Q: Kommunistische Jugendzeitung Nr. 6 Version B, Freiburg 15.5.1972

15.05.1972:
Der Kommunistische Jugendbund (KJB) Freiburg des BKA gibt ein Extrablatt "Jugendvertreterwahlen" seiner 'Kommunistische Jugendzeitung' (KJZ - vgl. 15.5.1972, 3.7.1972) zu den JVW heraus, welches der Nr. 6 vom 15. Mai 1972 beiliegt.
Q: Kommunistische Jugendzeitung Extrablatt Jugendvertreterwahlen, Freiburg o. J. (1972)

03.07.1972:
Der Kommunistische Jugendbund (KJB) Freiburg des BKA gibt die Nr. 7 seiner 'Kommunistischen Jugendzeitung' (KJZ - vgl. 15.5.1972, 24.7.1972) heraus mit dem Leitartikel "Baader-Meinhof. Statt Privatkrieg - Klassenkampf!" zur RAF, wobei im Abschnitt "Polizeiterror in Freiburg" auch berichtet wird von der Razzia in einem Studentenheim und einer Fünfzimmerwohnung. Weitere Abschnitte sind:
- "Die Gewalttätigkeit des kapitalistischen Systems";
- "Imperialistische Gewalt";
- "RAF - Haß gegen den Imperialismus";
- "Was will die RAF?"; sowie
- "Der Kampf der Arbeiterjugend".

Weitere Artikel sind:
- "In den Rücken geschossen" zu Ian McLeod in Stuttgart (vgl. 25.6.1972);
- "Moralausdünstungen sind schlimmer als Schweissfüße - oder Freizeitprobleme fallen nicht vom Himmel";
- "Propagandaoffizier an der G II" zum Besuch eines Jugendoffiziers der Bundeswehr an der Gewerbeschule II;
- "Lied gegen den Krieg" von Bertolt Brecht; sowie
- "Ausbildung bei Fortschritt" im IGM-Bereich.
Q: Kommunistische Jugendzeitung Nr. 7, Freiburg 3.7.1972

24.07.1972:
Der Kommunistische Jugendbund (KJB) Freiburg des BKA gibt ein Extrablatt "Berufsschulabschlussfeier: Was haben wir eigentlich gelernt?" seiner 'Kommunistischen Jugendzeitung' (KJZ - vgl. 3.7.1972, 2.10.1972) heraus, in dem auf das Handwerk sowie aus dem NGG-Bereich auf die Bäcker, Koch- und Gaststättenlehrlinge eingegangen wird.
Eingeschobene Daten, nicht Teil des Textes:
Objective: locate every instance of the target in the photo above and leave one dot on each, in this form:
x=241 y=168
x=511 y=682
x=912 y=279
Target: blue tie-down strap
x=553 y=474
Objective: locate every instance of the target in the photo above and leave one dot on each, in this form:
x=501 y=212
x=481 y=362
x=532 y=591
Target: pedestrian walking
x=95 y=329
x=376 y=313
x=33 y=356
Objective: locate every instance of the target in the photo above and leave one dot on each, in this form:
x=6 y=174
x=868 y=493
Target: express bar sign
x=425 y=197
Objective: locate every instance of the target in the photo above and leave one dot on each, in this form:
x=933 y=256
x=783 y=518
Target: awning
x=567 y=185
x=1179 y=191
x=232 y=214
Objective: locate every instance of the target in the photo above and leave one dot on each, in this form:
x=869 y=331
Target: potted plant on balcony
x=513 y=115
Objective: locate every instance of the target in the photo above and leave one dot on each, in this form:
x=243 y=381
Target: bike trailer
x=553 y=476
Erklärt wird: "Was erwartet uns nach der Lehre?" und gefragt: "Rollt der Rubel nach der Lehre?".
Q: Kommunistische Jugendzeitung Extrablatt Berufsschulabschlussfeier: Was haben wir eigentlich gelernt?, Freiburg 24.7.1972

02.10.1972:
Der Kommunistische Jugendbund (KJB) Freiburg des BKA gibt die Nr. 8 seiner 'Kommunistischen Jugendzeitung' (KJZ - vgl. 24.7.1972, 16.10.1972) heraus mit dem Leitartikel "Jugendvertreterwahlen 1972. Gemeinsam sind wird stark!" zu den JVW, von denen berichtet wird von Rhodia, Rombach, Herder, Hellige, Kromer, Hüttinger und Fortschritt.

Weitere Artikel sind:
- "Interview mit Jane Fonda: 'Vietnam hat mein Leben verändert.'";
- "Ein Meisterwerk der Demagogie und Heuchelei" zur Rede von US-Präsident Nixon in der Sowjetunion (vgl. 28.5.1972); sowie
- "Solidarität im Kampf gegen politische Unterdrückung und Verfolgung" zu den Ausländergesetzen bzw. dem GUPS/GUPA-Verbot, welches sich auch in Freiburg in einer Ausweisung niederschlug. Aufgerufen wird nach Dortmund (vgl. 8.10.1972).

Angekündigt wird für den 6.10.1972 ein Lehrlingstheater der IGM-Jugend, die darüber noch genauer informieren werde.

Angekündigt wird auch eine Sondernummer Antimilitaristischer Kampf.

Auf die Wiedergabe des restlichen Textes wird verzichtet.